夏に鳴くなきがら

ポンコツ・サイシン

夏に鳴くなきがら 1

夏に鳴くなきがら



「おせーよ、早くしろ!」

 ほうれい線が印象的な中年女性の怒鳴り声が、プラスティックの箱が並び置かれた棚のある部屋に響き渡った。

 賢人は職場の決まりどおり軍手をはめた手で、並んだ箱のそばにある数字の点いたボタンを、若干震えながら押した。

 数字が消える。

 三列ほどの棚は二段で、賢人の胸くらいの高さまである。棚全体に販売店の分だけ箱が置かれ、それぞれに入れるべき品数が表示されたスイッチがある。箱の前面には出荷先の店舗名が表示されたシールが貼り付けられている。

 一箱目を終え、その上にもう一つ箱を乗せた。一段目の箱のそばにある付箋のように貼られた同じ店舗名のシールを一枚取り、二箱目に付ける。

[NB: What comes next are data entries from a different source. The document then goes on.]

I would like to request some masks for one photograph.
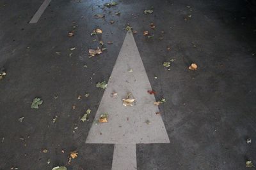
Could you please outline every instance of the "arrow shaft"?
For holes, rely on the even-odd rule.
[[[111,170],[137,169],[136,144],[116,144]]]

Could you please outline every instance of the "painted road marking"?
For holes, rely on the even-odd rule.
[[[136,143],[170,143],[162,118],[156,114],[155,97],[147,93],[150,89],[133,35],[128,32],[95,118],[97,121],[108,113],[108,122],[93,124],[86,141],[116,144],[112,170],[136,169]],[[113,92],[117,96],[111,97]],[[136,100],[132,107],[122,104],[128,92]]]
[[[36,13],[35,13],[34,16],[30,20],[29,24],[35,24],[38,21],[39,18],[41,17],[41,15],[43,14],[44,11],[51,3],[51,0],[45,0],[44,1],[38,10],[37,10]]]

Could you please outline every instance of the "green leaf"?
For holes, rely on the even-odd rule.
[[[86,110],[86,113],[85,113],[83,117],[80,119],[81,121],[83,122],[86,120],[88,120],[89,119],[88,118],[88,116],[89,115],[90,113],[91,113],[92,110],[90,109],[88,109]]]
[[[106,7],[108,7],[108,8],[110,8],[110,7],[111,7],[111,6],[116,6],[116,5],[117,5],[117,4],[118,4],[118,3],[116,3],[116,2],[111,2],[111,3],[106,3],[106,4],[104,4],[104,6],[106,6]]]
[[[35,98],[33,100],[31,108],[32,109],[38,109],[39,106],[43,103],[43,101],[40,98]]]
[[[127,25],[125,29],[126,29],[126,31],[132,31],[132,27],[130,27],[129,25]]]
[[[52,170],[67,170],[65,166],[56,166],[52,169]]]
[[[96,87],[98,88],[101,88],[102,89],[105,89],[106,88],[107,88],[108,84],[106,83],[106,81],[104,81],[101,83],[99,82],[97,85]]]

 棚の前方にはびっしりと積まれたパンの箱があり、そこから一品取り出したほうれい線の中年女性は、棚の先頭に位置するパソコンのバーコードスキャンにかざした。

 短い電子音ののち、今押し終えたスイッチの横に新たな数字が浮かんだ。

 台車に乗せた、身の丈以上もあるパンの入った箱を三人で分けて箱へと詰めていく。

 隣の棚でも同じ作業が行われていた。

 賢人は、軍手で湿った手の不快感を無視して、まだ先輩たちのように四つ、五つ挟んだりはできない要領の悪さで包装袋に入ったパンを箱に入れていった。

 賢人の両側には同時期に入ったばかりの二人の同僚がおり、似たような動きをしている。

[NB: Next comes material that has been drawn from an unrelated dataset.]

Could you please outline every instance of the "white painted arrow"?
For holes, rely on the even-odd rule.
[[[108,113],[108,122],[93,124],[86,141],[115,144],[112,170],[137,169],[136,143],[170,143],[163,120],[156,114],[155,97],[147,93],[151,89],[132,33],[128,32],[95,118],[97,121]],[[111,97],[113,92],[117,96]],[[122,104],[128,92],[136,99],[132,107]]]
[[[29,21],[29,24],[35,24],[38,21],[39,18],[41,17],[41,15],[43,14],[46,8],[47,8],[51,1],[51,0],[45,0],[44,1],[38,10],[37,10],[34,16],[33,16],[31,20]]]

 本当に自分と同じ時間を過ごしてきたのかと思うくらい、テキパキと身体を動かし、賢人の箱にあるパンが残り半分くらいのときには、すでに彼らは作業を終えていた。

 二人は黙々と賢人の箱内にあったパンを、速やかに箱へと並べていった。

「おせーんだよ、デブ!」

 ほうれい線の目立つ女性が、ところ構わず鬼の咆哮のように、声を張り上げた。

「早くしねえとトラックが来ちまうんだよ!」

 その大声に、賢人は自分が千切りされていく心地になる。包丁で身体の芯を徐々に刻まれていくような。

 ようやく最後の商品を終えた途端、ほうれい線の女は、何も載せていない台車を賢人目掛けて蹴り飛ばした。賢人の足元ぎりぎりで台車は停まった。

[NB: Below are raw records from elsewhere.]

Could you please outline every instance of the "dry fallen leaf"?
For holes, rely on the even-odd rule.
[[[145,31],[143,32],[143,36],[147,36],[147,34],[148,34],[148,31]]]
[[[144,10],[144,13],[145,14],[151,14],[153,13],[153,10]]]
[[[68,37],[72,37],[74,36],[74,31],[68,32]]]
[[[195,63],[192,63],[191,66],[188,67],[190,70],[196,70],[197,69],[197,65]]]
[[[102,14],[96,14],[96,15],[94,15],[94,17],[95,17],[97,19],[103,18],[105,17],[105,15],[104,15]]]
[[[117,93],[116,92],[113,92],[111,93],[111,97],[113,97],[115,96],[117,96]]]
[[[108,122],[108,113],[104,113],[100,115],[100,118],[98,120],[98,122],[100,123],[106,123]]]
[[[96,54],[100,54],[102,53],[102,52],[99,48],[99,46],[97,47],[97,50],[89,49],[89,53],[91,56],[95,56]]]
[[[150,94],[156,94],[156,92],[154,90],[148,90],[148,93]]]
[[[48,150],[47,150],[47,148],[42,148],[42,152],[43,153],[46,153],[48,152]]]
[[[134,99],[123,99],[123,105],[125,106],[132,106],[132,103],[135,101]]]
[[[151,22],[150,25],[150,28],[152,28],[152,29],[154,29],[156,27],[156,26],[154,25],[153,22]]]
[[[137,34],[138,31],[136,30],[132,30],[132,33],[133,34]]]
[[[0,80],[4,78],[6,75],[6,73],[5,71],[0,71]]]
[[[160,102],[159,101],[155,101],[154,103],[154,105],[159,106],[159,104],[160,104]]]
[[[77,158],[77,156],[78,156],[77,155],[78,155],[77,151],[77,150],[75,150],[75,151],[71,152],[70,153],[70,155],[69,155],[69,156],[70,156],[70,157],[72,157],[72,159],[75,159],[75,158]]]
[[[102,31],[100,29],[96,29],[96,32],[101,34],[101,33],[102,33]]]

「そんなんであたしらと給料同じだって? ふざけんじゃねえよ! とっとと辞めちまえ!」

 ゴクリ、と賢人は唾を飲み込んだ。

 部屋の奥では、すでにトラックがバックしていた。外の景色が少し見えた。夏の日照りでアスファルトが揺れている。

 冷たい飲み物の代わりに飲まざるを得なかったのは、自分の唾液だった。泥のように濁って汚い液体を飲んで、額の汗を手の甲で拭った。

 仕事は夜八時までで、今は三時を過ぎたあたりだ。まるで最後の捨てゼリフのようにほうれい線の女はこう吐き捨てた。